S’expatrier est alors un moyen de se libérer du carcan tout en gagnant en visibilité. Chez les jeunes, ce désir est particulièrement présent puisque leur carrière reste à construire. Qu’ils saisissent une occasion ou qu’ils partent de zéro, ces chefs se laissent séduire par des pays voisins comme l’Angleterre, mais s’aventurent aussi volontiers en Asie ou en Amérique du Nord.
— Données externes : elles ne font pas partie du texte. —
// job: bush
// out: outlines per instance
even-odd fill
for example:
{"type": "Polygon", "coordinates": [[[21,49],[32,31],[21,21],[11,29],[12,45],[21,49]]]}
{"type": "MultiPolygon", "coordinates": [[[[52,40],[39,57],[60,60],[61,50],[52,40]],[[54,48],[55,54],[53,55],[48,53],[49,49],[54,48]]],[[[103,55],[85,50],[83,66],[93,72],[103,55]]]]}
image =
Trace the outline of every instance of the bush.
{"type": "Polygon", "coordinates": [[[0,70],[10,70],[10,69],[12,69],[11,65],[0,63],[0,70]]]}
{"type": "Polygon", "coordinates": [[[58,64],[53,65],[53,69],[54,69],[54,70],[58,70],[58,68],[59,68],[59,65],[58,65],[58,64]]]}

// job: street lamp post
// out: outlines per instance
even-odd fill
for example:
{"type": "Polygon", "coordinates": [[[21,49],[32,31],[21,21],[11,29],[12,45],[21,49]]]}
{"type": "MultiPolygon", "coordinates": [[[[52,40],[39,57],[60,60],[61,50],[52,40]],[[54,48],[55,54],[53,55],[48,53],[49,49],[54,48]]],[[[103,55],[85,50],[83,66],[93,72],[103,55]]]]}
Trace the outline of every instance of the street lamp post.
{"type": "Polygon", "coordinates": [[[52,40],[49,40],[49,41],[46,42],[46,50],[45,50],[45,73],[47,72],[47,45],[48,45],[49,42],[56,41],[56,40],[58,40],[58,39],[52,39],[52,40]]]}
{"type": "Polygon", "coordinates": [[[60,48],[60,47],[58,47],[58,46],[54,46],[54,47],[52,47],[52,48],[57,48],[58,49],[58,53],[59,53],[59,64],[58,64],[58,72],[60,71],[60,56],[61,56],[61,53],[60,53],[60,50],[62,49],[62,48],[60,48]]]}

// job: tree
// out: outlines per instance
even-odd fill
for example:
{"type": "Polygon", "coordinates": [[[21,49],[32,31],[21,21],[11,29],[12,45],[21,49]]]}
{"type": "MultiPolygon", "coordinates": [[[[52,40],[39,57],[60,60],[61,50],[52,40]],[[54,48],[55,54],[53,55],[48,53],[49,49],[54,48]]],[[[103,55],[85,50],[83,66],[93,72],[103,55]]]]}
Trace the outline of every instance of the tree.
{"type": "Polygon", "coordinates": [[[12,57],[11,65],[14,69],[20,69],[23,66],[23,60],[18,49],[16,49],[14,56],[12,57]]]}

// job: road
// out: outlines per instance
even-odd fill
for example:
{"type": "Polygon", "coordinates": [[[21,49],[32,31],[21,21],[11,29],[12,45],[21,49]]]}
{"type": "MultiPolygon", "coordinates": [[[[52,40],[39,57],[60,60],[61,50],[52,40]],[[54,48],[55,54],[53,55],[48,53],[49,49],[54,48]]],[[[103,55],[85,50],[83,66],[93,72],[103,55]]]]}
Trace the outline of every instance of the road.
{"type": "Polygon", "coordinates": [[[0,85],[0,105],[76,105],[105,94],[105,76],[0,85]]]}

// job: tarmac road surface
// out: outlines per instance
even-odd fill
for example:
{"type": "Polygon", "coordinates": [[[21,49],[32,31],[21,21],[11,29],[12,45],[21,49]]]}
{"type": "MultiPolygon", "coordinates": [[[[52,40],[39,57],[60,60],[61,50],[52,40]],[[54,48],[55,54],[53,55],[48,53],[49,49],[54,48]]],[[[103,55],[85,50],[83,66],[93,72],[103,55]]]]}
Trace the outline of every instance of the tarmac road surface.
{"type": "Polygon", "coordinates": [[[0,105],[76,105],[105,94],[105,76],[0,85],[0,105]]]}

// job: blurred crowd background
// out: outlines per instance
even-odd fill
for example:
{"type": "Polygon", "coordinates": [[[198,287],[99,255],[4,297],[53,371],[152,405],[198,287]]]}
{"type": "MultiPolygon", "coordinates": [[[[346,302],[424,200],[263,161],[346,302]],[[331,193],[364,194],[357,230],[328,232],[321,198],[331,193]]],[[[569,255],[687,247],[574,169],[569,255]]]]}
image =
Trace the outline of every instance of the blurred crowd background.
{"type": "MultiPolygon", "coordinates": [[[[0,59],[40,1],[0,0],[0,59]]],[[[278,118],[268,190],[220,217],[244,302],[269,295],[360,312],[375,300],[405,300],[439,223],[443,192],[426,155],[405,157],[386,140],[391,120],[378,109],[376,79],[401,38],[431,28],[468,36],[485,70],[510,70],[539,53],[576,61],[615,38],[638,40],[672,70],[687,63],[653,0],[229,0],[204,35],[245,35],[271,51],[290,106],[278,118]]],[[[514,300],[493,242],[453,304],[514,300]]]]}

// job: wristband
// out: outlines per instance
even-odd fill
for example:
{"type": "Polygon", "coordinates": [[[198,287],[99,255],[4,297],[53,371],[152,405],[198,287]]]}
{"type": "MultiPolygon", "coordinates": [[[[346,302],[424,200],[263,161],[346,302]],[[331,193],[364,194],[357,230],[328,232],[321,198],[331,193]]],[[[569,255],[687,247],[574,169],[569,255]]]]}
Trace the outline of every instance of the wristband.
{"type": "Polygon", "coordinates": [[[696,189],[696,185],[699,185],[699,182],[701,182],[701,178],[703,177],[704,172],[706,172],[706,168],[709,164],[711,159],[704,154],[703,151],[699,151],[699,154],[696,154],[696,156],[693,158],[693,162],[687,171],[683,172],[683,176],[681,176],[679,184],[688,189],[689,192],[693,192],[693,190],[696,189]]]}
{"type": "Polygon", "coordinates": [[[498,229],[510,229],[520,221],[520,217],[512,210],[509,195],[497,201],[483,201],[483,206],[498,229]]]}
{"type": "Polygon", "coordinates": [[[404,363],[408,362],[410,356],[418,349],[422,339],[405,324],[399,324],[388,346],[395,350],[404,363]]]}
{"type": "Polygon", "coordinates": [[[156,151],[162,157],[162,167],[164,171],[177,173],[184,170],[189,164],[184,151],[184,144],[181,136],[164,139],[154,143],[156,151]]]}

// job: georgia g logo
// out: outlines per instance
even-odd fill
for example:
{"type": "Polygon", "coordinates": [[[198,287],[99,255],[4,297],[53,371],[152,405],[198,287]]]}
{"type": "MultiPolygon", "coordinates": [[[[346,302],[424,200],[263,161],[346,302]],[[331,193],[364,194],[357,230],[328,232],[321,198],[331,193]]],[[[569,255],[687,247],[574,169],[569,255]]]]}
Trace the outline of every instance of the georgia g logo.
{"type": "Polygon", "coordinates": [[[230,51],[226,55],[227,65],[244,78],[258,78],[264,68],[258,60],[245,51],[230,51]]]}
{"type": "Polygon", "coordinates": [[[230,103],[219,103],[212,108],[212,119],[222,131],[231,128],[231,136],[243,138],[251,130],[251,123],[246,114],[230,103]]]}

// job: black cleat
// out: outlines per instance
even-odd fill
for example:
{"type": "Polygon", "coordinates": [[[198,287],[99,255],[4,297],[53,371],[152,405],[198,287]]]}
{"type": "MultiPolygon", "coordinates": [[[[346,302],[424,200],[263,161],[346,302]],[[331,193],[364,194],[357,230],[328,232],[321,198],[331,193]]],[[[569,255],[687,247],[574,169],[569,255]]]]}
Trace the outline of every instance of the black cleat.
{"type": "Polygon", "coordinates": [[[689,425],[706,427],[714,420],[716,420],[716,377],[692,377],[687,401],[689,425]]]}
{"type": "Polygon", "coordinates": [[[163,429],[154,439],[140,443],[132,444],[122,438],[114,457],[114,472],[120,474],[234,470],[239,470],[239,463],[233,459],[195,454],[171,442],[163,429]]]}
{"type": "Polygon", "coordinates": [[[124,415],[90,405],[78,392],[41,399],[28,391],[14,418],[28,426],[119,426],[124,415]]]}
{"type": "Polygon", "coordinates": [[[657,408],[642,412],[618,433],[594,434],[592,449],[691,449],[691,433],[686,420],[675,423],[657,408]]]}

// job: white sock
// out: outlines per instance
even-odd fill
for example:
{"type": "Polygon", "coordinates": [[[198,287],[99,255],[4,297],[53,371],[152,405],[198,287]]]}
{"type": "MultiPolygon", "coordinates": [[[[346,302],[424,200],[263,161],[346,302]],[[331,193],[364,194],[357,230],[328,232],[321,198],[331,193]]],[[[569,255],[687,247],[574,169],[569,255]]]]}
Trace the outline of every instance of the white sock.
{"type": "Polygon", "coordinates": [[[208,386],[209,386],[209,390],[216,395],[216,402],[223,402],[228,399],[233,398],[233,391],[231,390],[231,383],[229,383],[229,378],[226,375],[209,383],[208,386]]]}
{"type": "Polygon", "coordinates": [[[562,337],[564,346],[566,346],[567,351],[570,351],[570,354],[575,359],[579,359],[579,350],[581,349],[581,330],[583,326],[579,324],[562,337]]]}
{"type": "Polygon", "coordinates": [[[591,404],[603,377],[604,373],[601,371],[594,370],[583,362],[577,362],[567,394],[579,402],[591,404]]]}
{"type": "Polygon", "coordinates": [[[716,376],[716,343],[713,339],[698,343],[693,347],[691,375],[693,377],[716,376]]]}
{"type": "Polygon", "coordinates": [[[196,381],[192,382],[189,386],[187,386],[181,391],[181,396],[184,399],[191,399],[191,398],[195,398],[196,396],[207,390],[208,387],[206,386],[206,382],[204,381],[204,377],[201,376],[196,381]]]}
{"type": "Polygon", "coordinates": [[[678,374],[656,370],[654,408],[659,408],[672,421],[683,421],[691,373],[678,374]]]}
À l’étranger, être un chef français est avant tout un moyen de se démarquer, aussi bien en cuisine qu’en pâtisserie. De Thierry Marx à Pierre Gagnaire, les plus grands capitalisent, par exemple, sur l’enthousiasme que portent les Japonais à la gastronomie française. Ouvrir une licence à Tokyo est, pour beaucoup d’entre eux, un tremplin qui peut se révéler très lucratif. Installée à Florence et désormais multi étoilée, la cheffe Annie Féolde s’est ainsi fait remarquer en 1974 alors qu’elle servait de délicieuses quiches lorraines dans son bar à vin.
Et c’est le moelleux au chocolat de l’Alsacien Jean-Georges Vongerichten qui a largement contribué à sa renommée. Le chef est aujourd’hui à la tête d’une trentaine d’établissements à New York, Chicago, Las Vegas, aux Bahamas ou encore à Dubaï.
Les États-Unis comme eldorado des chefs français
Dans l’esprit de beaucoup, le rêve américain est encore très présent. En 2020, les États-Unis continuent d’apparaître comme le pays de tous les possibles. Dans l’imaginaire collectif, on réussit de manière bien plus spectaculaire en Amérique qu’en Europe. Et l’épopée ne date pas d’hier : au début du XXe siècle, les bistrots français fleurissent déjà sur la côte Est.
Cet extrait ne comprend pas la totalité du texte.